When this paper was in preparation, Li et al. (2014) published a protocol for Agrobacterium-mediated transformation in D. purpurea by inoculating mature leaf segments. The main differences from our protocol are the A. tumefaciens strains (GV2260 and GV3101) used for T-DNA transfer, the plant regeneration mode (direct organogenesis), and the use of kanamycin as selective agent. Additionally, the authors reported an efficiency of 0.62 kanamycin-resistant shoots regenerated per explant, which is lower than the transformation efficiency obtained in our work (6.92 lines/leaf segment). Also, the authors detected the presence of GUS and nptII genes by PCR analysis in 9 out of 27 putative transgenic lines (GUS-positive plants), whereas GUS-negative plants were not analyzed by PCR (Li et al. 2014).

A. tumefaciens-mediated transformation has been used to engineer some medicinal plant species such as Catharanthus roseus L. (Van der Frits and Memelink 2000), Artemisia annua L. (Han et al. 2006), Humulus lupulus L. (Gatica-Arias et al. 2012), Podophyllum hexandrum Royle (syn. P. emodi Wall. ex Hook.f. & Thomas) (Rajesh et al. 2013), and Atropa belladonna L. (Song and Walworth 2013). This biological system exhibits several advantages for plant genetic transformation, since Agrobacterium efficiently integrates low copy numbers of relatively large segments of DNA with defined ends into plant chromosomes without much rearrangement (Komari et al. 2004).
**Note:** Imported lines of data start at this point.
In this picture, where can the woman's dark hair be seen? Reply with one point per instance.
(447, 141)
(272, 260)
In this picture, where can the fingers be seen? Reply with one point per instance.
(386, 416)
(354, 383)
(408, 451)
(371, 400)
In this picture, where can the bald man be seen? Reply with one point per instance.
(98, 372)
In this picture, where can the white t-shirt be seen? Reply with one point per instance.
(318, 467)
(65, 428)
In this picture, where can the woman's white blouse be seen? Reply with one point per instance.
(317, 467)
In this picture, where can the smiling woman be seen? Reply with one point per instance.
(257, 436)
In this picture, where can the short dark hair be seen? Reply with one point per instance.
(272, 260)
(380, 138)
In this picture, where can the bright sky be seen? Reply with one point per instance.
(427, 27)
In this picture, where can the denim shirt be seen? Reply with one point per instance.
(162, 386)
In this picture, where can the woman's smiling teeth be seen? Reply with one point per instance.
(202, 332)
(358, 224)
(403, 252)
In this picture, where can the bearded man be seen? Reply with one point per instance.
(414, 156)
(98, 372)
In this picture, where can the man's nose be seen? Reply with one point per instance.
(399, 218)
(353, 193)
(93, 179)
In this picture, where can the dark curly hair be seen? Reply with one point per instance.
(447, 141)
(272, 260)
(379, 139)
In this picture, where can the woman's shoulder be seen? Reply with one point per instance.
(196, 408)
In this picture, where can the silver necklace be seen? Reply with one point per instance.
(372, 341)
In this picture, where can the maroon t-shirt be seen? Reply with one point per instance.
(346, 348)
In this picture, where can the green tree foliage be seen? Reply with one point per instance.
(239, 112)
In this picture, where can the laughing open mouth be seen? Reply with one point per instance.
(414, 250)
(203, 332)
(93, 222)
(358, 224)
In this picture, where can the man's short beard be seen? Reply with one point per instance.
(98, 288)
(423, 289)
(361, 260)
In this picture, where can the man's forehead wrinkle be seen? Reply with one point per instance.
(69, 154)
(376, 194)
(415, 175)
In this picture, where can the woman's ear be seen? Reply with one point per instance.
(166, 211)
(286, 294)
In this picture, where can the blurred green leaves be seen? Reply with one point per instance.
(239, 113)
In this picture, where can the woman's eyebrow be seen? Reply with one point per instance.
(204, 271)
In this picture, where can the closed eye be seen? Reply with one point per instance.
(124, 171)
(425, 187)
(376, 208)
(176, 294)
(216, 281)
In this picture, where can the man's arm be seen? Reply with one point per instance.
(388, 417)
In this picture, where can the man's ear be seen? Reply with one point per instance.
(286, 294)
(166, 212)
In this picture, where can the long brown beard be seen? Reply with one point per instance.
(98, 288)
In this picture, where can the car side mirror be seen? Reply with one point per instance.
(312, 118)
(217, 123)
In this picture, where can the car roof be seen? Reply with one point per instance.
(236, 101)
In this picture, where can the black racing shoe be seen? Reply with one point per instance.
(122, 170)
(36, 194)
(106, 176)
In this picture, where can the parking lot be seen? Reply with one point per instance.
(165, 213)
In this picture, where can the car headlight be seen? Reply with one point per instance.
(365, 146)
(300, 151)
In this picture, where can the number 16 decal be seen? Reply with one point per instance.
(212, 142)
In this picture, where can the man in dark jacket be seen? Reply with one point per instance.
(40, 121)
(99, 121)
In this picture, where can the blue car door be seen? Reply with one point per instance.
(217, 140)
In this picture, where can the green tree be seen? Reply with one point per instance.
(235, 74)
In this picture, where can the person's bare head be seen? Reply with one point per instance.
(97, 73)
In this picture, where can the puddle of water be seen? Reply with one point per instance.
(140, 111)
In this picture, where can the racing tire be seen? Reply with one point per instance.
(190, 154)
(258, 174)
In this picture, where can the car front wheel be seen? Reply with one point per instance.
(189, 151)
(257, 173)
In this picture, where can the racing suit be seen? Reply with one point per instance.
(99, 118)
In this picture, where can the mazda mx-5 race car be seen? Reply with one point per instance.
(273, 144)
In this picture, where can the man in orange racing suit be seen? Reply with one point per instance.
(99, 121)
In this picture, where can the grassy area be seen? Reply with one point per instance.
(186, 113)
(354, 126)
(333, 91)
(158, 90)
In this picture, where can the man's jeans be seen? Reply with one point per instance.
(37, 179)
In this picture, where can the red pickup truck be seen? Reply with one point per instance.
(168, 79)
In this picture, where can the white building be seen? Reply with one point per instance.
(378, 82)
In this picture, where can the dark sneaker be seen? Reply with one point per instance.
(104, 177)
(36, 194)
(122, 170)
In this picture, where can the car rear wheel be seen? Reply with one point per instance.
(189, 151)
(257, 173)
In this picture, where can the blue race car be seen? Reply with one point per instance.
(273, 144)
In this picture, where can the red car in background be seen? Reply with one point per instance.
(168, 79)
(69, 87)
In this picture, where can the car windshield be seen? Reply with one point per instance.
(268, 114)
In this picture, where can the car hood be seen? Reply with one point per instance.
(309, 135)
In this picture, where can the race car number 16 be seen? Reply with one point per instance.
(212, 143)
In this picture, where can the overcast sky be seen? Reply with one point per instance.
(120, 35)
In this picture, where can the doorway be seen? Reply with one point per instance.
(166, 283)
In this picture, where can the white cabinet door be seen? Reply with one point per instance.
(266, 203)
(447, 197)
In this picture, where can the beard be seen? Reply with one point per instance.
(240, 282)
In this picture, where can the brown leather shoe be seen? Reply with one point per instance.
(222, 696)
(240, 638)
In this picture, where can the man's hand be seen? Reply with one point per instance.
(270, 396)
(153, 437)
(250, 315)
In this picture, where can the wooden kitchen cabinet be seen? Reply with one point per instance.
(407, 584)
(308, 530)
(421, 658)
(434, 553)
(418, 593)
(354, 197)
To our knowledge, this is the most efficient report on A. tumefaciens-mediated transformation in D. purpurea. The genetic transformation method developed in our study provides an efficient tool to study metabolic engineering of cardenolide production and consequently genetic improvement of Digitalis species. New sequences related to cardenolide biosynthesis were recently described by Wu et al. (2012), which could be considered as possible targets to engineer D. purpurea plants.